We consider a static data structure problem of computing a linear operator under cell-probe model. Given a linear operator $M \in \mathbb{F}_2^{m \times n}$, the goal is to pre-process a vector $X \in \mathbb{F}_2^n$ into a data structure of size $s$ to answer any query $\langle M_i , X \rangle$ in time $t$. We prove that for a random operator $M$, any such data structure requires: $$ t \geq \Omega ( \min \{ \log (m/s) , n / \log s \} ).$$ This result overcomes the well-known logarithmic barrier in static data structures [MNSW98, Sie04, PD06, PTW08, Pat11, DGW19] by using a random linear operator. Furthermore, it provides the first significant progress toward confirming a decades-old folklore conjecture: that non-linear pre-processing does not substantially help in computing most linear operators. A straightforward modification of our proof also yields a wire lower bound of $\Omega(n \cdot \log^{1/d}(n))$ for depth-$d$ circuits with arbitrary gates that compute a specific linear operator $M \in \mathbb{F}_2^{O(n) \times n}$, even against some small constant advantage over random guessing. This bound holds even for circuits with only a small constant advantage over random guessing, improving upon longstanding results [RS03, Che08a, Che08b, GHK+13] for a random operator.
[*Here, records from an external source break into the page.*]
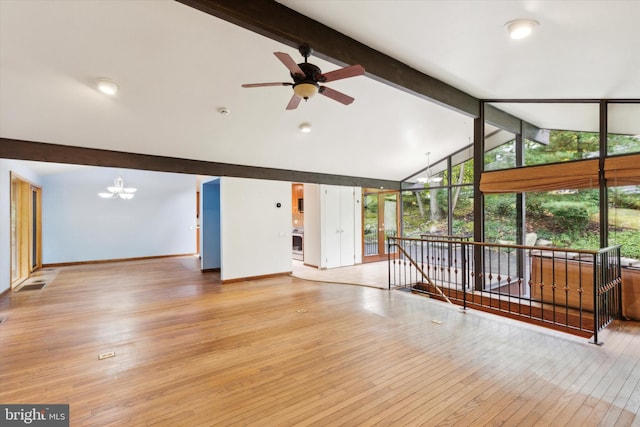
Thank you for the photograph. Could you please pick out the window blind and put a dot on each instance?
(558, 176)
(622, 170)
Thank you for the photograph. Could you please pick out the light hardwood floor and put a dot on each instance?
(285, 351)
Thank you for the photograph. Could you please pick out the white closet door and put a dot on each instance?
(332, 227)
(347, 226)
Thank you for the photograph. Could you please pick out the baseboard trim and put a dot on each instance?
(248, 278)
(104, 261)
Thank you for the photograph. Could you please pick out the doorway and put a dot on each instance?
(380, 219)
(26, 225)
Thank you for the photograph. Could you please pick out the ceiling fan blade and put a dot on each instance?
(266, 84)
(289, 63)
(335, 95)
(342, 73)
(293, 102)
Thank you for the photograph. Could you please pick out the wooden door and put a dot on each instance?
(26, 225)
(380, 219)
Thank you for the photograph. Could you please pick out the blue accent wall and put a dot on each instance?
(210, 225)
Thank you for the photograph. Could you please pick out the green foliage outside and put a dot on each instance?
(567, 219)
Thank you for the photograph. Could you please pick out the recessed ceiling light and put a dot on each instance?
(107, 86)
(521, 28)
(305, 127)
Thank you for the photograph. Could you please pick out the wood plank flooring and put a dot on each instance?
(285, 351)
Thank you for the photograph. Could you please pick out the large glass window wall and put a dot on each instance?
(564, 216)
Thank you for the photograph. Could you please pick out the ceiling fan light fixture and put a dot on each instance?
(521, 28)
(305, 90)
(107, 86)
(118, 190)
(305, 127)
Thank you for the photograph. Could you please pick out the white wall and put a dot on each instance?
(77, 225)
(256, 234)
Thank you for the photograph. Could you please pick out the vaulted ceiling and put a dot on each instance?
(178, 63)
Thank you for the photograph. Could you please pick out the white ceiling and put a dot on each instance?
(176, 66)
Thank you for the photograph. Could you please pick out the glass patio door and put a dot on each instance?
(379, 221)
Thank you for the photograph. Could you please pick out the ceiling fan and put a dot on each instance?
(307, 78)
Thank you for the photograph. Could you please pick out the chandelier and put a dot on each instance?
(118, 190)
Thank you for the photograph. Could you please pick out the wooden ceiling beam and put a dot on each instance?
(56, 153)
(278, 22)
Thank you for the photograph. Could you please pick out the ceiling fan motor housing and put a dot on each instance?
(312, 73)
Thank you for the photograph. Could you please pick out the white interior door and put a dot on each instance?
(332, 219)
(347, 226)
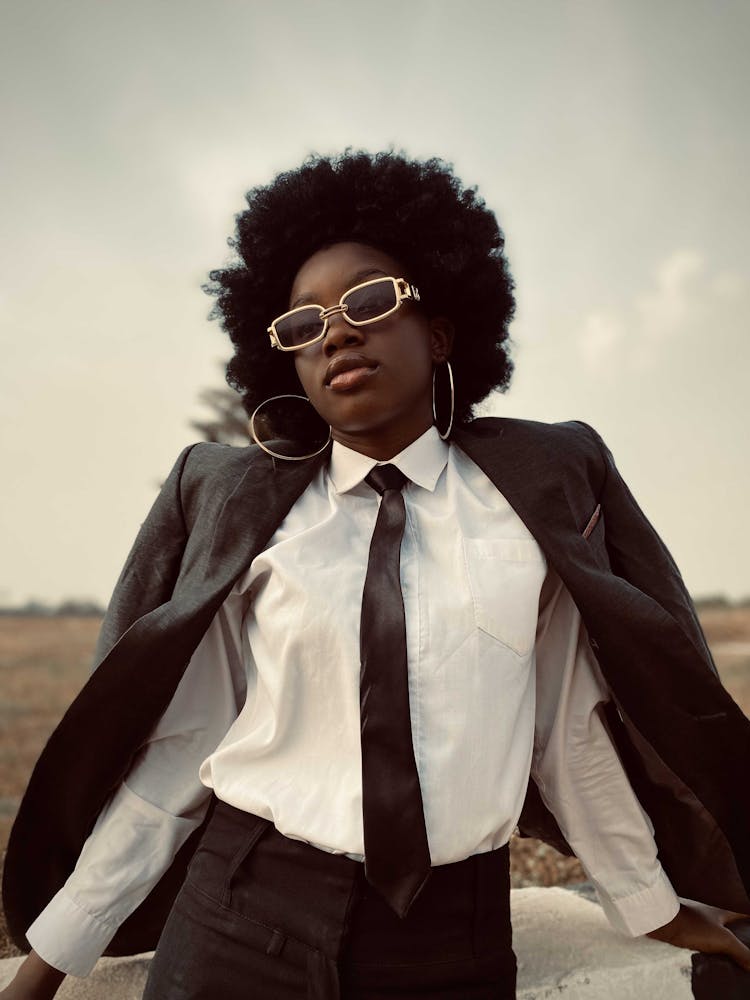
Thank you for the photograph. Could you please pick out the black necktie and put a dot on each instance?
(397, 857)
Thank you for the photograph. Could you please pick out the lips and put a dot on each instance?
(359, 365)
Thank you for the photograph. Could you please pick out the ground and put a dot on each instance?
(44, 662)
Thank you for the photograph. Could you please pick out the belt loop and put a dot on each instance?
(247, 843)
(322, 977)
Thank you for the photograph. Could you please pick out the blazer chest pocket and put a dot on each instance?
(505, 579)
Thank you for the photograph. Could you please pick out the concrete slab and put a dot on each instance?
(565, 947)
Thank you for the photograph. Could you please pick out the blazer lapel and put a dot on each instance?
(253, 511)
(528, 478)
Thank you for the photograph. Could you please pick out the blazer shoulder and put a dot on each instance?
(572, 436)
(211, 471)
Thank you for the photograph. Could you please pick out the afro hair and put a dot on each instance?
(418, 212)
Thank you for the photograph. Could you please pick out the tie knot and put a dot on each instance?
(385, 477)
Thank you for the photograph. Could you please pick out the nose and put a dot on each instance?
(340, 334)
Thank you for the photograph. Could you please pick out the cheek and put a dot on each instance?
(304, 368)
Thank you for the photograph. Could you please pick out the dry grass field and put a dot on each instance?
(44, 662)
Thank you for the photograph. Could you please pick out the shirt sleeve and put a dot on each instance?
(152, 813)
(581, 779)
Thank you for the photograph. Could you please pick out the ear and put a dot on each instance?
(442, 332)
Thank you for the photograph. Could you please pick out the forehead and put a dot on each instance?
(333, 269)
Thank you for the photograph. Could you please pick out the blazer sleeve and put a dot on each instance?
(152, 566)
(639, 556)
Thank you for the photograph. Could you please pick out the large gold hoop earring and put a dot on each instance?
(285, 425)
(446, 433)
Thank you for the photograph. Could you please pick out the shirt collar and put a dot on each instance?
(422, 462)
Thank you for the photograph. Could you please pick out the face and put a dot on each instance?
(372, 384)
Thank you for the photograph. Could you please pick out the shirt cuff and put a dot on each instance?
(68, 938)
(643, 910)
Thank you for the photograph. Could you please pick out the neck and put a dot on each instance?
(383, 445)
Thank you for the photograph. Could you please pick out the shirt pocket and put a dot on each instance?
(505, 579)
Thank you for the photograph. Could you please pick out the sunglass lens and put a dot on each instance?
(299, 329)
(371, 301)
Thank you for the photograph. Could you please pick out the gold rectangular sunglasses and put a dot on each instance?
(366, 303)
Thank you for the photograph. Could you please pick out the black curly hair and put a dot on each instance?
(417, 212)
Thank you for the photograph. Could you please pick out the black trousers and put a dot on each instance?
(262, 917)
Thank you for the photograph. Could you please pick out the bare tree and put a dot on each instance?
(228, 423)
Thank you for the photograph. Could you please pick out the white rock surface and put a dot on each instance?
(564, 945)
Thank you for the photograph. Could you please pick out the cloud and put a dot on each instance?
(683, 300)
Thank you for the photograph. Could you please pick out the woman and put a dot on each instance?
(354, 688)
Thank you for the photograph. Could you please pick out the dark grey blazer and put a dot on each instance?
(683, 740)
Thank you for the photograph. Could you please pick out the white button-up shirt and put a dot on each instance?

Finally, our work partially resolves the communication form of the Multiphase Conjecture [Pat10] and makes progress on Jukna-Schnitger's Conjecture [JS11, Juk12]. We address the former by considering the Inner Product (mod 2) problem (instead of Set Disjointness) when the number of queries $m$ is super-polynomial (e.g., $2^{n^{1/3}}$), and the total update time is $m^{0.99}$. Our result for the latter also applies to cases with super-polynomial $m$.